Nous venions de loin, et nous avions gravi les hauteurs de Saint-Just par une chaleur accablante. Quelques rafraîchissements avaient été préparés au milieu des instruments du travail : du pain, du fromage, quelques fruits, un verre de vin ; véritables agapes offertes avec la simplicité antique et un cœur sincère. Un verre de vin ! hélas ! à notre intention ; car ces braves gens n’en boivent pas tous les jours ; mais c’était fête pour eux : on allait parler du Spiritisme. Oh ! c’est de grand cœur que nous avons trinqué avec eux, et leur modeste collation avait à nos yeux cent fois plus de prix que les plus splendides repas. Qu’ils en reçoivent ici l’assurance.

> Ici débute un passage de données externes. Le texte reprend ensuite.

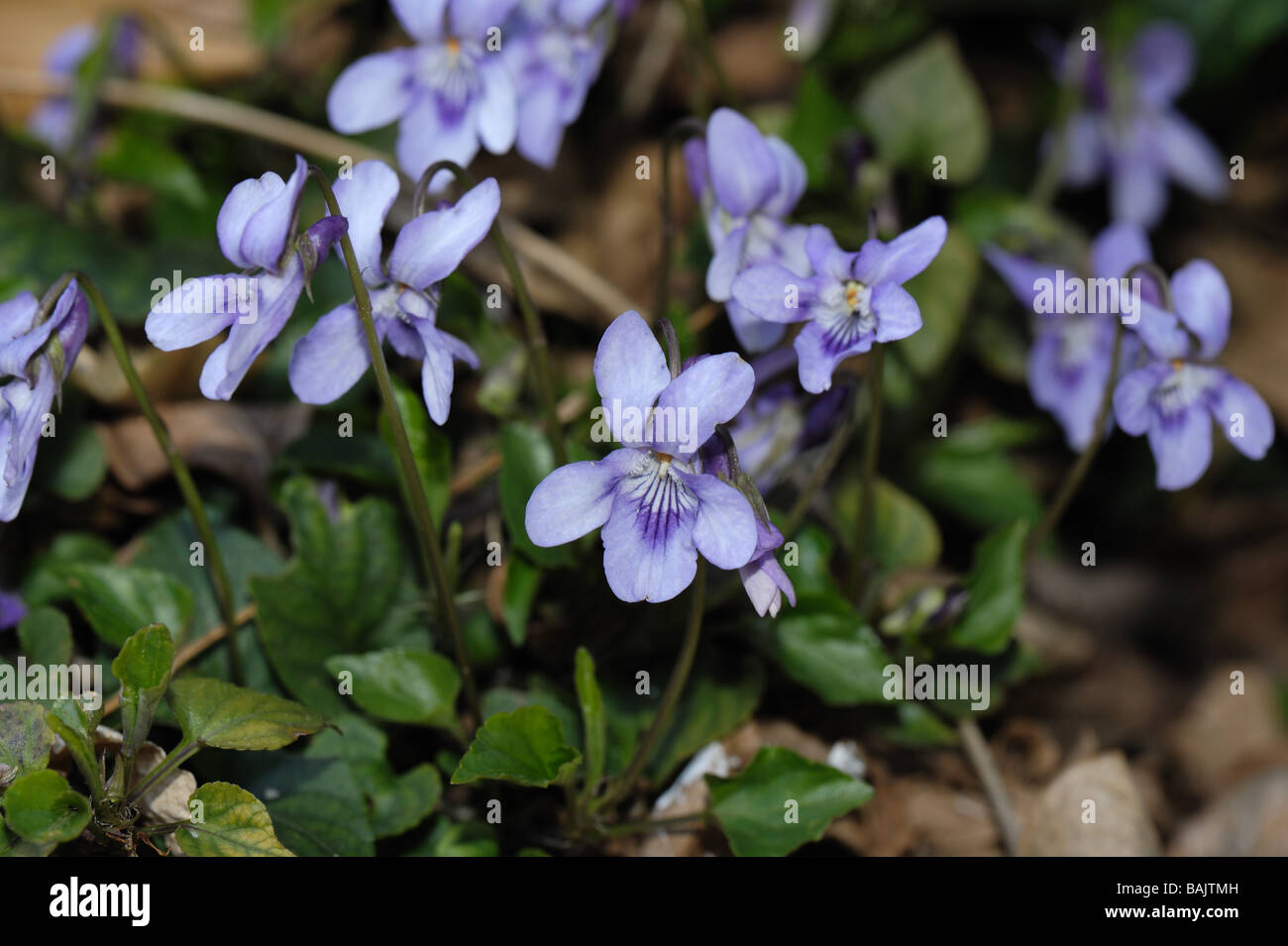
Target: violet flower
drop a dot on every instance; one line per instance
(1131, 134)
(54, 120)
(450, 93)
(330, 360)
(1068, 365)
(12, 610)
(555, 51)
(746, 185)
(851, 301)
(254, 227)
(1175, 399)
(37, 357)
(658, 512)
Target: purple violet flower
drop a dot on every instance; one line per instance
(746, 185)
(1175, 399)
(851, 301)
(330, 360)
(657, 508)
(1132, 134)
(37, 360)
(254, 231)
(450, 93)
(1068, 365)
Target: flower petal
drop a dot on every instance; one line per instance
(897, 312)
(648, 540)
(330, 360)
(742, 166)
(903, 257)
(1133, 407)
(433, 245)
(1203, 304)
(630, 366)
(497, 111)
(372, 93)
(768, 289)
(708, 392)
(576, 499)
(725, 528)
(365, 201)
(197, 309)
(1183, 446)
(725, 263)
(1243, 416)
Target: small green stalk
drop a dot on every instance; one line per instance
(181, 475)
(426, 532)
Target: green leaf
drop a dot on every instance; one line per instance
(526, 460)
(46, 636)
(996, 585)
(233, 824)
(136, 158)
(25, 740)
(923, 104)
(756, 807)
(335, 596)
(67, 718)
(524, 747)
(520, 589)
(78, 465)
(429, 447)
(403, 684)
(117, 601)
(223, 716)
(43, 808)
(464, 839)
(593, 722)
(712, 705)
(143, 667)
(823, 644)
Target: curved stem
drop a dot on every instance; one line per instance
(181, 475)
(531, 319)
(679, 132)
(1078, 472)
(861, 563)
(674, 687)
(426, 532)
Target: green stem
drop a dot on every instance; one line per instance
(181, 475)
(861, 563)
(531, 319)
(1078, 472)
(426, 533)
(678, 133)
(181, 753)
(674, 687)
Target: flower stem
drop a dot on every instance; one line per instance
(531, 319)
(426, 533)
(861, 563)
(1078, 472)
(181, 475)
(678, 133)
(674, 687)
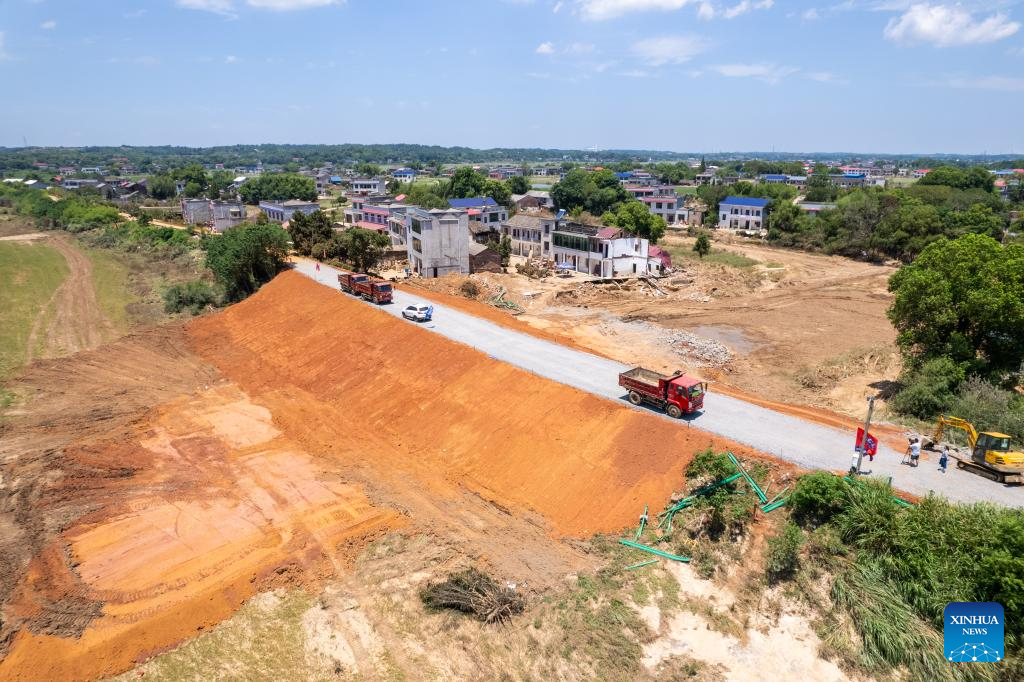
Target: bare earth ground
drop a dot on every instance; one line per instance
(150, 487)
(797, 328)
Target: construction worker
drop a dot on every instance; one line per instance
(913, 450)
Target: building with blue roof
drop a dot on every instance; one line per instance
(743, 214)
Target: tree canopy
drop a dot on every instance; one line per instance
(634, 217)
(278, 186)
(245, 257)
(963, 299)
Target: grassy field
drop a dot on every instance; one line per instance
(29, 275)
(110, 279)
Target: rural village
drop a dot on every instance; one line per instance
(574, 389)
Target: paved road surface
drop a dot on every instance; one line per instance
(798, 440)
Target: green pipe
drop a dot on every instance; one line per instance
(644, 548)
(643, 523)
(750, 480)
(686, 502)
(641, 564)
(780, 494)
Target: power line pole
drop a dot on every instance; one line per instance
(867, 425)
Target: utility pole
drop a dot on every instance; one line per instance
(867, 425)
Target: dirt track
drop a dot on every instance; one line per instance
(72, 318)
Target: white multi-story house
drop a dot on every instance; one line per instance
(369, 185)
(530, 233)
(744, 213)
(603, 252)
(667, 206)
(437, 241)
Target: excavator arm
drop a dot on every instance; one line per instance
(955, 423)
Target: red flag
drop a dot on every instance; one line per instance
(872, 442)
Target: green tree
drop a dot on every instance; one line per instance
(365, 248)
(702, 246)
(307, 230)
(467, 182)
(161, 186)
(634, 217)
(963, 299)
(499, 190)
(245, 257)
(278, 186)
(518, 184)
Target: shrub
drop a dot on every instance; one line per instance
(783, 552)
(929, 390)
(989, 408)
(474, 593)
(192, 296)
(817, 498)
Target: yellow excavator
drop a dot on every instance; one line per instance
(990, 454)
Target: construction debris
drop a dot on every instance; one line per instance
(698, 350)
(473, 592)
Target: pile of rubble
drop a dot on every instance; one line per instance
(698, 350)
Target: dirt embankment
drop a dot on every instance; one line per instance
(127, 527)
(373, 391)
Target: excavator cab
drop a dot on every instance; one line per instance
(994, 449)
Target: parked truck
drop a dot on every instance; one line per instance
(366, 287)
(677, 394)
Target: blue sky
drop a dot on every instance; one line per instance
(684, 75)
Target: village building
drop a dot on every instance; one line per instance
(437, 242)
(529, 232)
(214, 215)
(283, 211)
(743, 213)
(602, 252)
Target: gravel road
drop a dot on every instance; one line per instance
(792, 438)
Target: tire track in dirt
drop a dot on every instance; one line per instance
(78, 324)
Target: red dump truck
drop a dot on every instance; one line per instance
(366, 287)
(678, 394)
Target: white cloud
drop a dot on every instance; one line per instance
(767, 73)
(669, 49)
(599, 10)
(289, 5)
(998, 83)
(216, 6)
(580, 48)
(823, 77)
(226, 7)
(947, 26)
(745, 6)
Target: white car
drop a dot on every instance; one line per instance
(418, 312)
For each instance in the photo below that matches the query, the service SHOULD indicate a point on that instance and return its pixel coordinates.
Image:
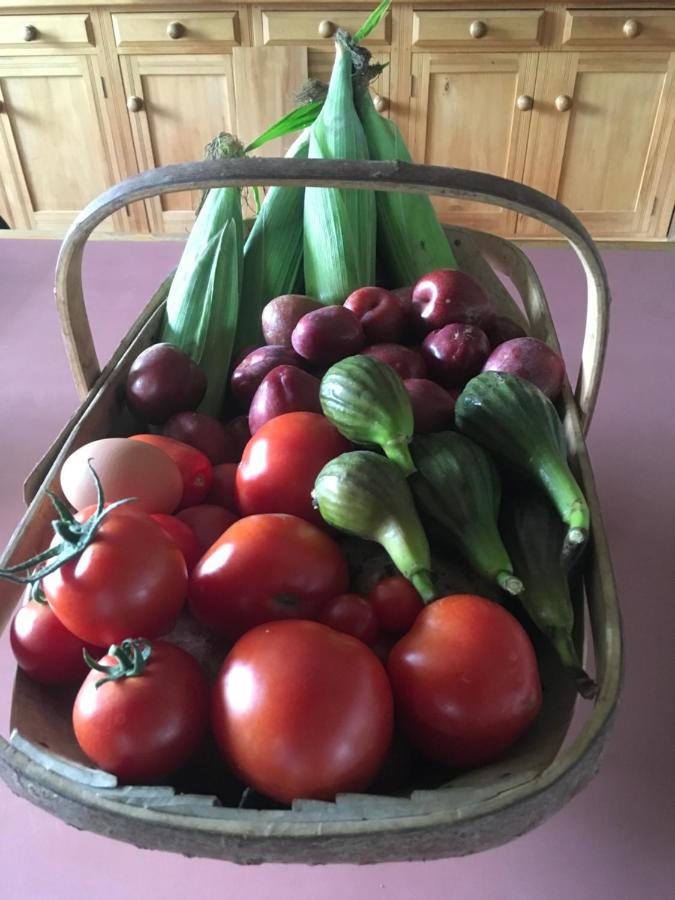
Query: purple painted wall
(615, 839)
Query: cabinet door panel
(53, 155)
(602, 157)
(465, 115)
(186, 101)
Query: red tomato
(183, 535)
(207, 523)
(223, 491)
(193, 465)
(131, 579)
(396, 603)
(281, 461)
(465, 681)
(352, 614)
(143, 728)
(263, 568)
(301, 710)
(44, 648)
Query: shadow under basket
(433, 813)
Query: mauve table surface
(615, 840)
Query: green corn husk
(339, 224)
(202, 306)
(410, 239)
(272, 253)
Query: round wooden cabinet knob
(631, 28)
(477, 29)
(175, 30)
(327, 29)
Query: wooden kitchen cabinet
(312, 29)
(585, 150)
(472, 111)
(55, 140)
(176, 104)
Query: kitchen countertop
(132, 5)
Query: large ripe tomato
(144, 727)
(44, 648)
(131, 579)
(264, 568)
(465, 681)
(301, 710)
(281, 461)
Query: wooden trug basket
(468, 813)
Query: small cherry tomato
(264, 568)
(281, 461)
(301, 710)
(193, 465)
(465, 681)
(44, 648)
(223, 491)
(142, 727)
(131, 579)
(352, 614)
(396, 603)
(183, 535)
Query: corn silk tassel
(339, 223)
(272, 253)
(203, 301)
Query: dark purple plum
(447, 296)
(163, 380)
(383, 315)
(255, 365)
(433, 406)
(532, 360)
(408, 363)
(206, 434)
(327, 335)
(284, 389)
(455, 353)
(281, 315)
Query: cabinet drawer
(617, 27)
(180, 32)
(289, 26)
(29, 31)
(519, 29)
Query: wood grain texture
(54, 102)
(466, 112)
(605, 27)
(614, 198)
(265, 82)
(515, 29)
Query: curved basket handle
(371, 175)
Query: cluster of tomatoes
(314, 684)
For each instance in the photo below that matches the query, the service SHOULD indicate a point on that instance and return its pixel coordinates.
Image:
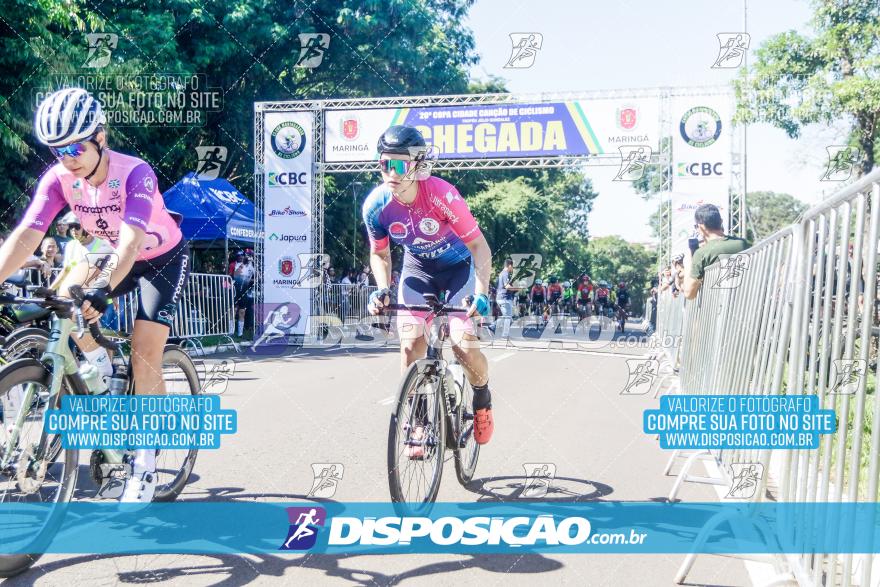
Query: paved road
(556, 407)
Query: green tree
(770, 211)
(828, 77)
(614, 259)
(33, 34)
(513, 216)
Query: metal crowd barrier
(347, 301)
(799, 318)
(207, 308)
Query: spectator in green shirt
(715, 245)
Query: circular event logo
(700, 126)
(627, 117)
(398, 230)
(350, 127)
(286, 265)
(288, 140)
(429, 226)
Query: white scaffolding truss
(319, 107)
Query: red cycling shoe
(484, 425)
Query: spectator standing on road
(50, 254)
(61, 228)
(243, 278)
(364, 277)
(716, 245)
(504, 296)
(347, 282)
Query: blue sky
(590, 45)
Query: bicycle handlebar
(95, 330)
(64, 308)
(442, 309)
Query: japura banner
(510, 130)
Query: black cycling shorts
(160, 284)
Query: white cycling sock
(145, 459)
(100, 359)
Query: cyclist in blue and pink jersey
(445, 252)
(116, 198)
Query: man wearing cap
(716, 244)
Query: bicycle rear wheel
(25, 478)
(467, 450)
(28, 341)
(173, 467)
(417, 439)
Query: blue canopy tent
(212, 210)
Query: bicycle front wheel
(25, 342)
(467, 450)
(174, 467)
(34, 467)
(417, 439)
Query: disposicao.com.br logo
(424, 534)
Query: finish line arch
(297, 143)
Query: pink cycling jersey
(130, 194)
(435, 227)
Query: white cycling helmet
(69, 218)
(67, 116)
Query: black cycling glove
(98, 298)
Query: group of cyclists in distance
(581, 296)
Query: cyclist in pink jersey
(446, 253)
(116, 198)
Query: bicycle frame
(61, 362)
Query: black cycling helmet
(399, 139)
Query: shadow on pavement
(511, 488)
(241, 570)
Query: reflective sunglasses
(71, 150)
(398, 166)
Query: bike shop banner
(683, 207)
(287, 215)
(701, 145)
(575, 127)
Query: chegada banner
(508, 130)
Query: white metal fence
(347, 301)
(802, 314)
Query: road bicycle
(621, 317)
(34, 466)
(433, 413)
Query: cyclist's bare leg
(147, 347)
(472, 359)
(413, 345)
(77, 275)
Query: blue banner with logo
(467, 528)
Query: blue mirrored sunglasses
(71, 150)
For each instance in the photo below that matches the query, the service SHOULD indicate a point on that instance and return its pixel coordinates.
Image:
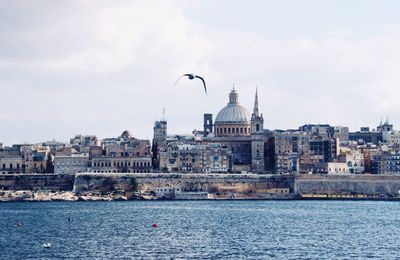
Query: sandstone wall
(188, 182)
(36, 182)
(348, 184)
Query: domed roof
(126, 134)
(233, 112)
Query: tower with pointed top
(257, 139)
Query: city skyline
(309, 66)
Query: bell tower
(257, 139)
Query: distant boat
(46, 245)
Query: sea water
(201, 230)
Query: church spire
(255, 109)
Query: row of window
(233, 130)
(117, 171)
(122, 164)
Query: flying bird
(191, 77)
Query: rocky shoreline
(42, 196)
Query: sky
(100, 67)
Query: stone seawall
(34, 182)
(250, 183)
(369, 185)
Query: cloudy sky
(99, 67)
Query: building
(71, 164)
(195, 157)
(385, 163)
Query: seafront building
(235, 142)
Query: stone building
(70, 164)
(195, 157)
(121, 154)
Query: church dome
(233, 112)
(126, 134)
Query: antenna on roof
(163, 118)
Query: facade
(11, 164)
(195, 157)
(385, 163)
(71, 164)
(109, 164)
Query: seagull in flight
(191, 77)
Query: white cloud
(100, 67)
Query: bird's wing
(204, 83)
(184, 75)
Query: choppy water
(201, 230)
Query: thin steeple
(255, 109)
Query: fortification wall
(36, 182)
(371, 185)
(187, 182)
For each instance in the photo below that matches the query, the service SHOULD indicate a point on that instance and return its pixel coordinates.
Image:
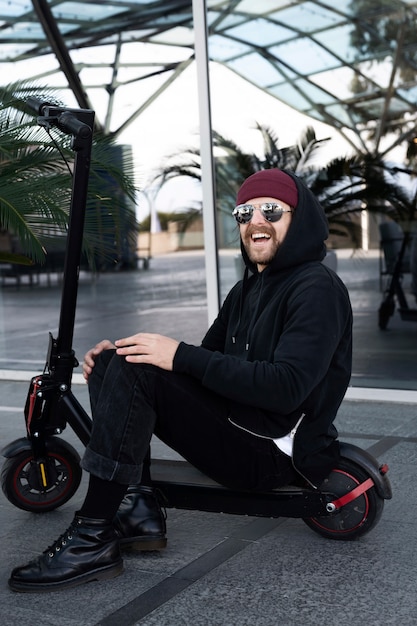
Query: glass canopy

Quelqu’un nous disait à Lyon : « Le Spiritisme pénètre chez les ouvriers par le raisonnement ; ne serait-il pas temps de chercher à l’y faire pénétrer par le cœur ? » Cette personne assurément ne connaît pas les ouvriers ; il serait à désirer qu’on trouvât autant de cœur chez tout le monde. Si un tel langage n’est pas inspiré par le cœur ; si le cœur n’est pour rien chez celui qui trouve dans le Spiritisme la force de vaincre ses penchants, de lutter avec résignation contre la misère, d’étouffer ses rancunes et ses animosités ; chez celui qui partage son morceau de pain avec un plus malheureux, nous avouons ne pas savoir où est le cœur.